On Tuesday, the Senate unanimously approved on third reading the new income-tax reform bill that would grant automatic exemptions to minimum-wage earners and provide relief to all individual taxpayers by increasing personal exemptions to approximate increases in inflation.

Escudero said the approved Senate version differed only slightly with the House-approved measure, which provided for the so-called SNITS, or simplified net income-tax system, while the Senate version favored a 40-percent optional standard deduction, or OSD, for self-employed as well as professionals and corporate tax filers.

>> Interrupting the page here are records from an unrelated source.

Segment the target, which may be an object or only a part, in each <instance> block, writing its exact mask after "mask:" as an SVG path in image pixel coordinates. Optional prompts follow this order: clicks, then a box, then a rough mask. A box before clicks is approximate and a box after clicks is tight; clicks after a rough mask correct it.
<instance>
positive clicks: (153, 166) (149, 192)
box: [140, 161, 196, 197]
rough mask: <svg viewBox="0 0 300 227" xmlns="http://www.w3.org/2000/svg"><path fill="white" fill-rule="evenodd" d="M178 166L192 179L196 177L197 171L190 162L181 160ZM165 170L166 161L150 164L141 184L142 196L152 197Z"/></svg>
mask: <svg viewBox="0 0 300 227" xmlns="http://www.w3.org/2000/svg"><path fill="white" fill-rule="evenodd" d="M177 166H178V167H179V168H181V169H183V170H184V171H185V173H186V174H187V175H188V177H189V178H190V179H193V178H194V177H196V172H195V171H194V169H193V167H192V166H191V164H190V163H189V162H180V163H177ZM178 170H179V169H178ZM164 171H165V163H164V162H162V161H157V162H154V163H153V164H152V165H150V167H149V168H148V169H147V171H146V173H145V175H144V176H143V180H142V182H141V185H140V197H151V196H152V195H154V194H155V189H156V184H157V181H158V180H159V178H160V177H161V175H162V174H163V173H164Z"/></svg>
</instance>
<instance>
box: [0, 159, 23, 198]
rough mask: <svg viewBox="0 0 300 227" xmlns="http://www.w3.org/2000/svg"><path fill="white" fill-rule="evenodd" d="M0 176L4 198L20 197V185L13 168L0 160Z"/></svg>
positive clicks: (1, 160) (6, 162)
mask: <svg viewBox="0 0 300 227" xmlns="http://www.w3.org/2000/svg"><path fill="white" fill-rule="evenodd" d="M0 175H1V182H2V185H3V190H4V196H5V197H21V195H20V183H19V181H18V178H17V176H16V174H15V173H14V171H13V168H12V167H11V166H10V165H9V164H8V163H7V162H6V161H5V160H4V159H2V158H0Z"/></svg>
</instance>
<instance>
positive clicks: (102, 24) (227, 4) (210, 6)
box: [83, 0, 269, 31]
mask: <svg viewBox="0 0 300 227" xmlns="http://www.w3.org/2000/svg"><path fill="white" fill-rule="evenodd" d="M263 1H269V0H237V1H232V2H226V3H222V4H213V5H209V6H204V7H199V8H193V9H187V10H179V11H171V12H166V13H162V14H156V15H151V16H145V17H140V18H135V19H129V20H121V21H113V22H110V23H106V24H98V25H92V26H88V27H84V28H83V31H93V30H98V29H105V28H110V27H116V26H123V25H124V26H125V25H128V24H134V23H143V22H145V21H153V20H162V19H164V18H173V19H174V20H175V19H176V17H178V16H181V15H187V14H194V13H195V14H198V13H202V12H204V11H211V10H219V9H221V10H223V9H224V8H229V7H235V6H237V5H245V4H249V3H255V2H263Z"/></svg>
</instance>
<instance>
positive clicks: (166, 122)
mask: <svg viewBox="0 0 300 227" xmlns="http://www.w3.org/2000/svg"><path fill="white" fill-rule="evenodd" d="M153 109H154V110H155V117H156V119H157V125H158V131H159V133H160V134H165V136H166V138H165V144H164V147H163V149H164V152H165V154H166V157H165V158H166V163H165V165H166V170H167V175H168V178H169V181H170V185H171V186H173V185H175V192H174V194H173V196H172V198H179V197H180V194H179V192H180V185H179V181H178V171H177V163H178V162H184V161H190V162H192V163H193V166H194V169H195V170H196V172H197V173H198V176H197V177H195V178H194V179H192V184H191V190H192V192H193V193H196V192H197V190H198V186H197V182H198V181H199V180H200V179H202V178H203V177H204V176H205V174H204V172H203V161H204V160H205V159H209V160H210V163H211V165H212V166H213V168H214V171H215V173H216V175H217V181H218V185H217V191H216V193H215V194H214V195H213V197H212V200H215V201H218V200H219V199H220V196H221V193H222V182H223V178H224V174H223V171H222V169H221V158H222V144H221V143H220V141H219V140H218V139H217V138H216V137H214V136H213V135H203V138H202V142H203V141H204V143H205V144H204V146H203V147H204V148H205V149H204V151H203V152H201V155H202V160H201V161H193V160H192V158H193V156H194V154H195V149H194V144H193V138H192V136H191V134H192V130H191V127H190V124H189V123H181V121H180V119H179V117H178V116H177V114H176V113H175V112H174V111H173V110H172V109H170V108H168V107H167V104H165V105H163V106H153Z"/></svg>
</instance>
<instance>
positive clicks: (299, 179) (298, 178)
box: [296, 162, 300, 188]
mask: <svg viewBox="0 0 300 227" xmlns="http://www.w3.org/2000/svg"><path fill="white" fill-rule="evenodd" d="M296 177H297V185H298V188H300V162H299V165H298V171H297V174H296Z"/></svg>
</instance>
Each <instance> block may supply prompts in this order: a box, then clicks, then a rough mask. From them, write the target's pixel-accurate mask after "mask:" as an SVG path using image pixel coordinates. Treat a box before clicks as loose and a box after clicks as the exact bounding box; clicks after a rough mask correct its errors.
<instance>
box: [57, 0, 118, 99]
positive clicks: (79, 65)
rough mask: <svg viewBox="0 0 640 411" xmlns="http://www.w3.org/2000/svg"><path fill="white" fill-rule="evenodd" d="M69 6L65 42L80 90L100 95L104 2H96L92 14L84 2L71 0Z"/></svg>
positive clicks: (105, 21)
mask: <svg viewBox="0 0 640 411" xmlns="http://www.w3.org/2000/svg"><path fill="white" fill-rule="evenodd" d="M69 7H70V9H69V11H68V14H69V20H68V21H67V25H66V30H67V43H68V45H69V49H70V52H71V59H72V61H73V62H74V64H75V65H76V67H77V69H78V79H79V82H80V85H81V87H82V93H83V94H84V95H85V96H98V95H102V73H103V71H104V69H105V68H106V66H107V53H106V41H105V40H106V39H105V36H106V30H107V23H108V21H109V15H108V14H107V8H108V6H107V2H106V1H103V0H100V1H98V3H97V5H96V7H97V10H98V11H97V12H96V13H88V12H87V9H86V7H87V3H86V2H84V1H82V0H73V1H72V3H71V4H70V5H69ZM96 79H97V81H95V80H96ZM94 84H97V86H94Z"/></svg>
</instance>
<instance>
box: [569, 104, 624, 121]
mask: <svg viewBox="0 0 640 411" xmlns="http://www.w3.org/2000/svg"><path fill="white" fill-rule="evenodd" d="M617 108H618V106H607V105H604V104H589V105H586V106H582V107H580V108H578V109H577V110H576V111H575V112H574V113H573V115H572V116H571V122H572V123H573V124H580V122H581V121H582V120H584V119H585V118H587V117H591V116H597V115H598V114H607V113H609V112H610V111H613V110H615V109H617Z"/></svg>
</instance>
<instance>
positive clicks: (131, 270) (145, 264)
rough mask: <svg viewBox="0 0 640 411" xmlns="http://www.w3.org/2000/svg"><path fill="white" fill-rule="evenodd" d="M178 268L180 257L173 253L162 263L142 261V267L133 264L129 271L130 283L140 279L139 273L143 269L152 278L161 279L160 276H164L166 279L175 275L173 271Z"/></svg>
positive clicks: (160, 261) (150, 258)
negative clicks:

The Senate version also contained a separate provision exempting the employees' holiday, hazard and overtime pays, as well as nightshift differential pay from income-tax coverage, which items were included in the computations made under House Bill 3971.

Once enacted into law, married couples can enjoy P100,000 in combined income tax deductions (P50,000 each) plus an additional P25,000 deduction per dependent up to a maximum of four children, or total deductions of up to P200,000 for each family.

Escudero estimated that the government would gain at least P780 million from the proposed income tax system, explaining that the amount already deducted revenue losses due to the exemption of minimum wage earners and the adjustment of personal exemption to P50,000 per individual taxpayer and the P25,000 additional exemption per dependent up to a maximum of four children.

Revenue loss from the tax relief for minimum wage earners, pegged at P3.16 billion and the loss due to increase in exemption estimated at P11.09 billion can be offset by the revenues to be generated from the OSD valued at P15.03 billion.